Jeongmin received her undergrad and master’s degrees at Seoul National University in South Korea where she studied soybean genomics. She then moved to the University of Missouri in the US for her PhD and identified the first plant receptor recognizing extracellular adenosine triphosphate (ATP) as a danger signal. Her interest in crop improvement led her to join Uta Paszkowski’s laboratory at the University of Cambridge as an EMBO long-term fellow and then a Leverhulme Early Career Fellow to understand signaling event between plant and arbuscular mycorrhizal symbiosis at a molecular level.

Jeongmin joined the Crop Science Centre as a Royal Society University Research Fellow and said of the appointment “I am very excited to start my first research group at the Crop Science Centre. The stimulative and collegial research environment motivates me, and I am confident that together we can create a positive impact on food production fuelled by innovative research.”
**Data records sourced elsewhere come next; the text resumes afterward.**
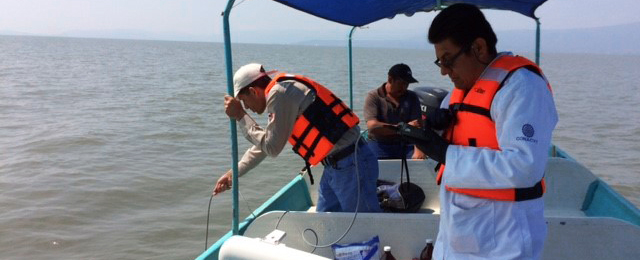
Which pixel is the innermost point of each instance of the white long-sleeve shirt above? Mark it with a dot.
(473, 228)
(285, 102)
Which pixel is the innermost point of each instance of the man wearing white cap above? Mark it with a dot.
(320, 127)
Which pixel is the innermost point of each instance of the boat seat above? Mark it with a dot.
(567, 186)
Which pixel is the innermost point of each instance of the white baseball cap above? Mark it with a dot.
(247, 74)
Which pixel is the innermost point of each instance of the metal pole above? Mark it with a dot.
(351, 70)
(538, 41)
(232, 122)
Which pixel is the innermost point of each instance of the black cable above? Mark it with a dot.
(206, 238)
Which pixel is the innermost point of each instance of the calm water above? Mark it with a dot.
(109, 149)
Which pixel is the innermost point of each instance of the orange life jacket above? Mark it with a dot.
(473, 125)
(321, 124)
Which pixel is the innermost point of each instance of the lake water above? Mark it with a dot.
(109, 149)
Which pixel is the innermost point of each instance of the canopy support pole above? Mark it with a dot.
(232, 122)
(351, 69)
(538, 41)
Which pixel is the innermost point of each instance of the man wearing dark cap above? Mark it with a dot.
(391, 104)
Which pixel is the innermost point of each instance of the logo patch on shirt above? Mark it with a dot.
(528, 132)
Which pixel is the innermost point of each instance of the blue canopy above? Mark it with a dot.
(362, 12)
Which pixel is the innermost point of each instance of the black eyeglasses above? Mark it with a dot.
(448, 63)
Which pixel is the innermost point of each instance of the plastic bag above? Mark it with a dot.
(367, 250)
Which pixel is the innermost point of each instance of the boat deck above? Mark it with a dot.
(574, 232)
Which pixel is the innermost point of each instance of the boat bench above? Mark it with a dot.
(568, 184)
(405, 233)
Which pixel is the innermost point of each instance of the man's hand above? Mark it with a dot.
(418, 155)
(224, 183)
(233, 107)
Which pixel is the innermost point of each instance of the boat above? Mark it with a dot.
(586, 218)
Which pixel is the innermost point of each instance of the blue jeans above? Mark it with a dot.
(338, 189)
(390, 151)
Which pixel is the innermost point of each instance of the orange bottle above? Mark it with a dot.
(427, 252)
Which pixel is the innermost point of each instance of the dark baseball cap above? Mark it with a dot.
(402, 71)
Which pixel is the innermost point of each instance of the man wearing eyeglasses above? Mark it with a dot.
(493, 151)
(390, 104)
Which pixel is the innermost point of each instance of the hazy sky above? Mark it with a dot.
(202, 17)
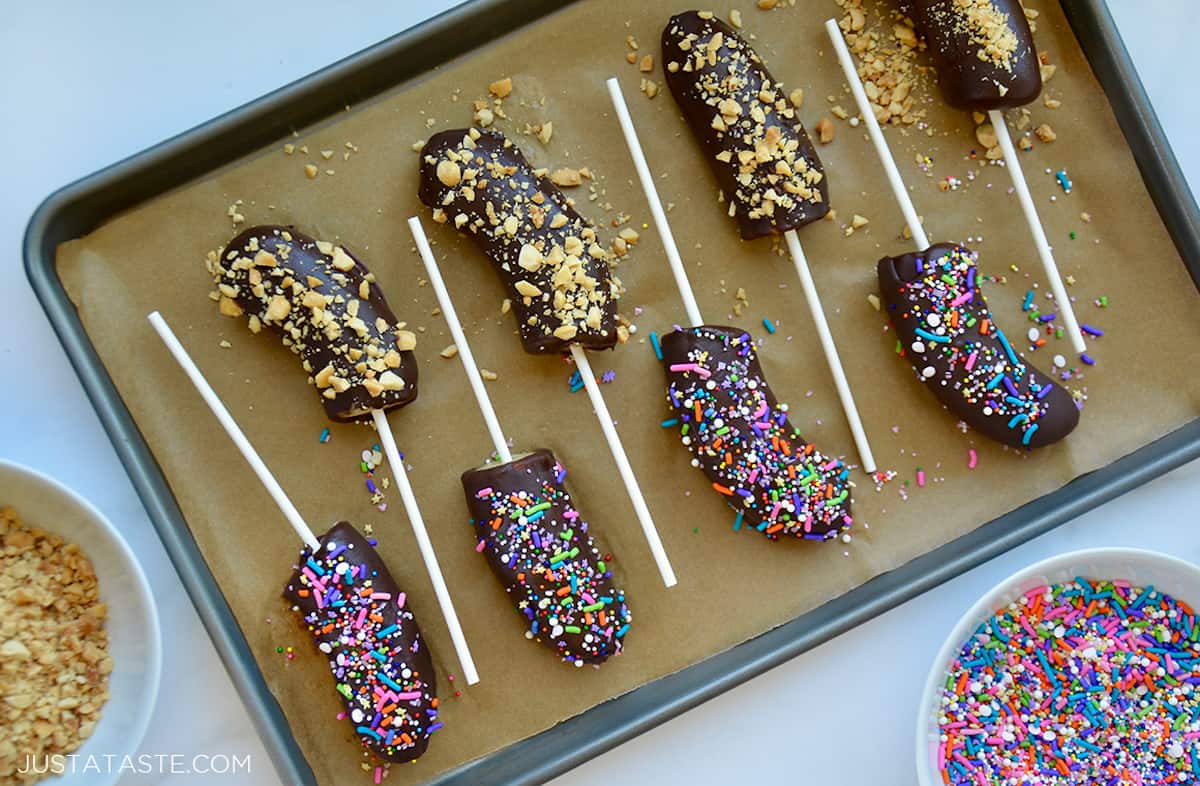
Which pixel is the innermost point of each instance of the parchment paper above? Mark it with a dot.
(732, 586)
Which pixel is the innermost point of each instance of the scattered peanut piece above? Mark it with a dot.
(501, 88)
(567, 178)
(987, 136)
(1045, 133)
(825, 130)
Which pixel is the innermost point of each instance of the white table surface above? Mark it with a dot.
(88, 83)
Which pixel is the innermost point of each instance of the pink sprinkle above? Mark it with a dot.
(705, 373)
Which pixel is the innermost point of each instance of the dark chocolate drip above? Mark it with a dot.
(742, 438)
(541, 551)
(963, 357)
(325, 305)
(763, 160)
(983, 51)
(359, 619)
(547, 255)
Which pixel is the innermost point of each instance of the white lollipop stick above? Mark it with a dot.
(460, 339)
(423, 544)
(1039, 235)
(652, 197)
(293, 515)
(1011, 160)
(876, 133)
(627, 472)
(689, 299)
(831, 351)
(235, 433)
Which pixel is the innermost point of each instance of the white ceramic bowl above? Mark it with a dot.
(135, 640)
(1170, 575)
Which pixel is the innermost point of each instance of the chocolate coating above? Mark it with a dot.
(983, 51)
(359, 619)
(546, 253)
(743, 441)
(540, 550)
(963, 357)
(763, 160)
(327, 307)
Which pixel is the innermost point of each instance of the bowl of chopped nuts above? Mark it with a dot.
(81, 649)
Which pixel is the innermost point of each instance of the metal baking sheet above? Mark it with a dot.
(82, 207)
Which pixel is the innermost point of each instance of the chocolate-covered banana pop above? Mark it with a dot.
(756, 145)
(328, 309)
(540, 550)
(547, 255)
(349, 603)
(987, 63)
(983, 51)
(360, 619)
(550, 259)
(760, 154)
(528, 528)
(960, 353)
(727, 417)
(946, 329)
(743, 441)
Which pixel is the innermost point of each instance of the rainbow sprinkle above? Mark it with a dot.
(1089, 682)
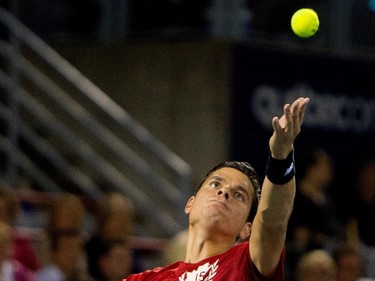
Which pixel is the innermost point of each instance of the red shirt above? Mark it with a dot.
(233, 265)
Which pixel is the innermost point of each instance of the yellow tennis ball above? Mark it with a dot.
(305, 22)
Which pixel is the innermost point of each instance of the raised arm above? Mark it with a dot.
(268, 233)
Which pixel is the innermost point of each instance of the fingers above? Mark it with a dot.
(298, 109)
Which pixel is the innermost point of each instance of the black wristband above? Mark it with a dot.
(280, 171)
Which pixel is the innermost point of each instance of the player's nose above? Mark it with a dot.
(223, 192)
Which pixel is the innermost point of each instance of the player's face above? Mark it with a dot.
(226, 197)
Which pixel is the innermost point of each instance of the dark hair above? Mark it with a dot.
(249, 171)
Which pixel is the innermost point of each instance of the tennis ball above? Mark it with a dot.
(305, 22)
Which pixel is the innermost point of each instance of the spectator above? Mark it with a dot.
(109, 251)
(22, 249)
(64, 230)
(349, 263)
(316, 265)
(364, 214)
(10, 268)
(313, 223)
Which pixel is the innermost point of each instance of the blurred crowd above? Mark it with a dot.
(331, 234)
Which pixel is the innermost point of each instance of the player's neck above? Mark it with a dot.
(202, 245)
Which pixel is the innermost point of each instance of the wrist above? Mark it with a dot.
(280, 171)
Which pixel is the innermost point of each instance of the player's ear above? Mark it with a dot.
(189, 204)
(245, 232)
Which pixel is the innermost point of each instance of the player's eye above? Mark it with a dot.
(239, 196)
(215, 184)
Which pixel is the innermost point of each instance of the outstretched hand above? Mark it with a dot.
(287, 127)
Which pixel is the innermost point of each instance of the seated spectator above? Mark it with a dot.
(316, 265)
(349, 263)
(313, 223)
(64, 231)
(10, 268)
(109, 251)
(22, 249)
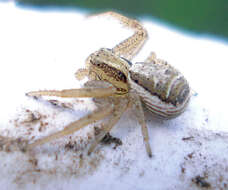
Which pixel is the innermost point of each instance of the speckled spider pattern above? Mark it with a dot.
(116, 84)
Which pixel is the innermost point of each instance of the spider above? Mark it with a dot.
(117, 85)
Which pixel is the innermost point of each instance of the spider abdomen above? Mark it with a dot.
(162, 88)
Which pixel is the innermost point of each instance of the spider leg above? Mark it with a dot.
(129, 47)
(95, 91)
(141, 119)
(117, 113)
(75, 126)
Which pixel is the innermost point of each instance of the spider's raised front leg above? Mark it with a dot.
(75, 126)
(129, 47)
(138, 109)
(99, 89)
(118, 110)
(92, 89)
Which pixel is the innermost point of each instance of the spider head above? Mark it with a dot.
(105, 65)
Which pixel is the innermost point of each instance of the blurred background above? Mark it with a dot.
(204, 17)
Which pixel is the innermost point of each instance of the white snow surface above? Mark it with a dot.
(42, 49)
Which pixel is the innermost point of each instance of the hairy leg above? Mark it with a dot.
(136, 103)
(75, 126)
(119, 109)
(129, 47)
(97, 89)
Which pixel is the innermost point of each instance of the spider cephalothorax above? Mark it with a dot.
(117, 85)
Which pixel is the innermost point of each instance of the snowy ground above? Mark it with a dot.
(43, 49)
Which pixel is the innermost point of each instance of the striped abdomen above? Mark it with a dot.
(162, 88)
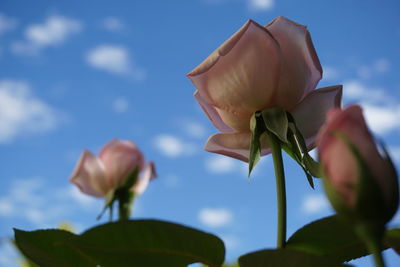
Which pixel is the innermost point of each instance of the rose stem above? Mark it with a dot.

Describe your new research group:

“My group will aim to understand the role of nutrient signalling in AM symbiosis. This is important since it has the potential to create innovative agricultural practices through a new fertilization strategy that will ensure food security while simultaneously benefiting the environment.”

What problems will this group aim to solve and why are they significant?

Phosphorus is one of the macroelements dictating plant growth, development, and health. Current agricultural productivity is heavily driven by the application of phosphorus fertilizer. However, excess fertilizer pollutes the environment, and phosphorus reservoirs are expected to be depleted soon. By contrast, in nature, 80% of land plants obtain minerals through a mutually beneficial relationship with arbuscular mycorrhizal (AM) fungi. The fungal filaments function as extended roots to forage phosphate in exchange for carbon fixed by photosynthesis. Thus, improving phosphate uptake in crops by using AM symbiosis can offer a solution to our unsustainable dependency on fertilizers.

What are the big challenges in this area of research?

“Applying AM symbiosis to current agricultural practices is challenging as AM symbiosis is inhibited under high phosphate conditions, including common fertilizer regimes. Therefore, my research group aims to unravel how phosphorus sensing and signalling mechanisms regulate AM symbiosis in rice.”